Arka arkaya gelen, darbe, terör ve ekonomik kuşatmalar, kaygı yaratsa da umut verici gelişmeler de var. İçeride FETÖ ve PKK terörüne, dışarıda da DEAŞ'a karşı kararlı bir mücadele sürüyor, demokrasi zemini de siyasi sistem değişikliğiyle kalıcılaşacak.
İç siyasette birileri sürekli gerilimin artmasından medet umsa da buradan bir sonuç çıkmayacağı görüldü. Çünkü hem küresel dünyada hem de içeride dengeler ve güçler değişiyor. 20 Ocak'ta göreve başlayacak ABD Başkanı Trump'ın çevresinden gelen haberlerle MHP lideri Devlet Bahçeli'nin açıklamaları bunu doğruluyor.
Yıkım ve çöküş bekleyenlerin hayal kırıklığı yaşaması bu yüzden kaçınılmaz. Birbirini tamamlayan bu açıklamalar, Türkiye'nin yakın gelecekte çok farklı bir pozisyon alacağının işaretini de veriyor. O işaretlerden ilki ABD'den geldi.
ABD Dışişleri Bakanı olacağı açıklanan Rex Tillerson, bir süre önce ABD Senatosu Dış İlişkiler Komitesi'nde senatörlerin sorularını cevaplarken, Türkiye'yle ilgili çarpıcı açıklamalar yaptı. Suriye iç savaşının Ortadoğu'da ABD'nin "liderliğini" bitirdiğine dair soruya Tillerson şu cevabı verdi: "Atmamız gereken ilk adım bölgedeki geleneksel müttefiklerimiz ve dostlarımızla tekrar çalışmak olmalıdır."

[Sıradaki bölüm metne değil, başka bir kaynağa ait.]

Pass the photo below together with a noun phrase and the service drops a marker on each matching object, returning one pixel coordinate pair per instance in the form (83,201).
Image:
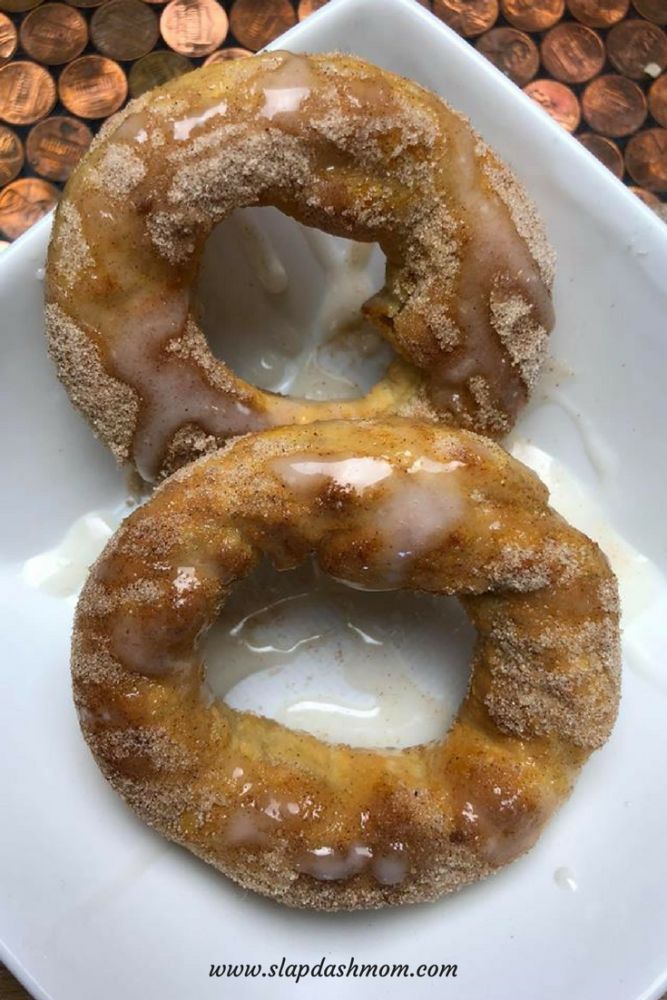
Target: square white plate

Sonra da şu önemli tespiti yaptı: "Türkiye Cumhurbaşkanı Recep Tayyip Erdoğan'la tekrar çalışmalıyız. Türkiye bizim çok eski bir NATO müttefikimizdir. Bölgede ABD'nin eksikliğinden kaygılandı ve yüzünü Rusya'ya döndü. Rusya kalıcı bir müttefik değildir. Rusya'nın kalıcı bir müttefik olmadığını açıkça göstermek gerekiyor. Türkiye'nin müttefiki ABD'dir."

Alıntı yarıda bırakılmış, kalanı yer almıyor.